HISA is the death of horse racing. Go look at the 3 senators / congressman backing HISA and see where the majority of there campaign funding is coming from? Casinos! The casinos are trying to get rid of horse racing take over the land and build mega resorts and do it all with the license of horse racing. These casinos played the long game to bully there way into states where gaming wasn't allowed. Now they are in and they will bully out horse racing just like they have already bullied out dog racing. Keep supporting HISA and just let them come in and remove horse racing all together.
Isn't it amusing that the thing that saved harness racing is now being accused of killing it? I want you all to list the tracks that would have closed or not been built had racino/casino welfare been instituted. The problem with entitlement rather than build an industry that can stand on its own.
It helped for a short period and it was the cost of doing business for the casinos and now there going to use there power and money to make Harness Racing go bye bye. Horse racing should have made the agreements in perpetuity instead of making them 10yr agreements. What leverage does horse racing have now that the agreements are coming due? "hey Mr. casino owner - we don't make you any money and we can't grow on our own but we need 10% of your money"Casino owner response "Go F yourself - I can make this into a resort and spa and increase tax revenue for the state and increase my bottom line. We don't need you anymore as we already have the license and the state isn't going to cut there own throat now with all the money we are pouring in with tax revenue. So your ask of 10% is laughable to me and we can always argue to lawmakers with my billion dollar budget against your poultry millions"Now tell me how it's going to go any different? Do you really think lawmakers or State officials care about anything but the bottom line and lining there pockets?
You don't need a crystal ball to figure this out. Just take a look at the facts when states align with casinos and not just govern them. Michigan, Illinois, Maine, Iowa and now New York. NY just invested $500 million in NYRA with the understanding, Aqueduct will close after Belmont is complete. Gural, approaching 90 years old sold the property in a leaseback deal at Tioga. Freehold, will soon be a housing and retail project. All the positive tests and the states refuse to do anything but hand out fines and keep everything on an administrative level. Once HISA in its current form pulls harness racing under its umbrella the costs to owners and trainers may make it difficult or impossible to continue.

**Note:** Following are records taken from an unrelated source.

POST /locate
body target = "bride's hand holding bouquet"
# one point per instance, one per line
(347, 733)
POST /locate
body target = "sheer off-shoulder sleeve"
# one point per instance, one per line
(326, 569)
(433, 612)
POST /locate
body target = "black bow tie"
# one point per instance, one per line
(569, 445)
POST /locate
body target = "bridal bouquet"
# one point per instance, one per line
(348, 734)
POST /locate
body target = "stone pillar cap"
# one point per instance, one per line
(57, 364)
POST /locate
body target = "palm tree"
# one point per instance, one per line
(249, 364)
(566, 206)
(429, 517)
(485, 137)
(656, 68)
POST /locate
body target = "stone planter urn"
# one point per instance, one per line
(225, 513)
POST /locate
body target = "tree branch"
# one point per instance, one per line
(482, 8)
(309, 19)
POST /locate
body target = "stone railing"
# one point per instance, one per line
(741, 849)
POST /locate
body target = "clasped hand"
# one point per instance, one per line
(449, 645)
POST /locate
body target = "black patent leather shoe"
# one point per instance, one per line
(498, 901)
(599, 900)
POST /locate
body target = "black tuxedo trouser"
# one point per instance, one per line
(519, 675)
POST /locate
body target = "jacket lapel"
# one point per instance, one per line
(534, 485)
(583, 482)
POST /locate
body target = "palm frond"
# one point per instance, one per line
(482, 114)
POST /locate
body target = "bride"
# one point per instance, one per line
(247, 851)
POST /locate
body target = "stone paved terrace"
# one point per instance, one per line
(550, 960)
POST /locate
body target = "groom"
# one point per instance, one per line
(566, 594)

With no leadership from harness racing as well as no unity, the game will see just how a self appointed government agency with supreme power operates. They will out power and out spend you to do as they please.

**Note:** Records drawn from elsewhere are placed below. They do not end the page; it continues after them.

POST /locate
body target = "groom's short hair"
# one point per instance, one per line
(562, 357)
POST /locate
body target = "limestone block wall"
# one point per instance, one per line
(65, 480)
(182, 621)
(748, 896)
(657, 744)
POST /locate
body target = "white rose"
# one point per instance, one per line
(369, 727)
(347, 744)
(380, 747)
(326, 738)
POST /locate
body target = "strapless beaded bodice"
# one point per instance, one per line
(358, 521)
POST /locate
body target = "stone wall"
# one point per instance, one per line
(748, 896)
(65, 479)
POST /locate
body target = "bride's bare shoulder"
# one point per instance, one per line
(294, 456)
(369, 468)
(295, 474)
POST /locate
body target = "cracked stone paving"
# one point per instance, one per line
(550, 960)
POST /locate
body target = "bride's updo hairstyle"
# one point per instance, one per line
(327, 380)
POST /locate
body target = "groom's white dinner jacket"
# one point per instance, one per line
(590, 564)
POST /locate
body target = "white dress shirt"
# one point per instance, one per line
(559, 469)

Doesn’t the Yonkers casino need the racetrack to operate? I would love it if they didn’t and Yonkers racetrack got shut down today.

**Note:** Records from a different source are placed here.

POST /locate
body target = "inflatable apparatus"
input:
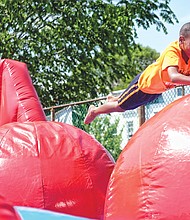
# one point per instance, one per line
(151, 178)
(46, 165)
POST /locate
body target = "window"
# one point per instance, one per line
(130, 129)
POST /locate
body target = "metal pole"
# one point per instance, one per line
(141, 113)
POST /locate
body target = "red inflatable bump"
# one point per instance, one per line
(19, 101)
(54, 166)
(7, 212)
(151, 178)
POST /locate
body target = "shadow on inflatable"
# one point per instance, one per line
(51, 170)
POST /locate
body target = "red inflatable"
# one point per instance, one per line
(151, 179)
(44, 164)
(7, 212)
(18, 99)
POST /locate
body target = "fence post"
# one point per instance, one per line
(52, 110)
(141, 114)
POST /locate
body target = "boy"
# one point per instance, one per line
(172, 68)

There is one glaring oversight: the treatment of therapeutic medications by administrators, judges, and racing stewards/secretaries. Nearly everyone involved in horse racing aims to make money, not purely for the joy of it. To achieve this, trainers—just like in human sports—must use their skills to the best of their ability, which often involves therapeutic medications.These medications, both for humans and horses, should be an accepted part of training. HISA, judges, and stewards misinterpret this and, in doing so, harm the sport. Cheating does NOT involve using therapeutic medications. Penalizing trainers with days off and publicly shaming them erodes public confidence and damages the sport's integrity.Every week, trainers are penalized for therapeutic medications with fines, disqualifications, and severe days off—even HISA imposes life-changing penalties for these meds. This approach is misguided and will continue the slow death of the sport unless it's dealt with through monetary fines/points only.ONLY performance-enhancing drugs (PEDs) should be dealt with severely, with harsh penalties, including life suspensions for blatant cheating.For instance, Per Engblom came up positive with three Class 1 PEDs. If this were HISA, he would get a competitive ban until the matter was cleared up. In our society, if you face a capital charge, you don't get to walk the streets. But in harness racing, you get to continue like nothing happened.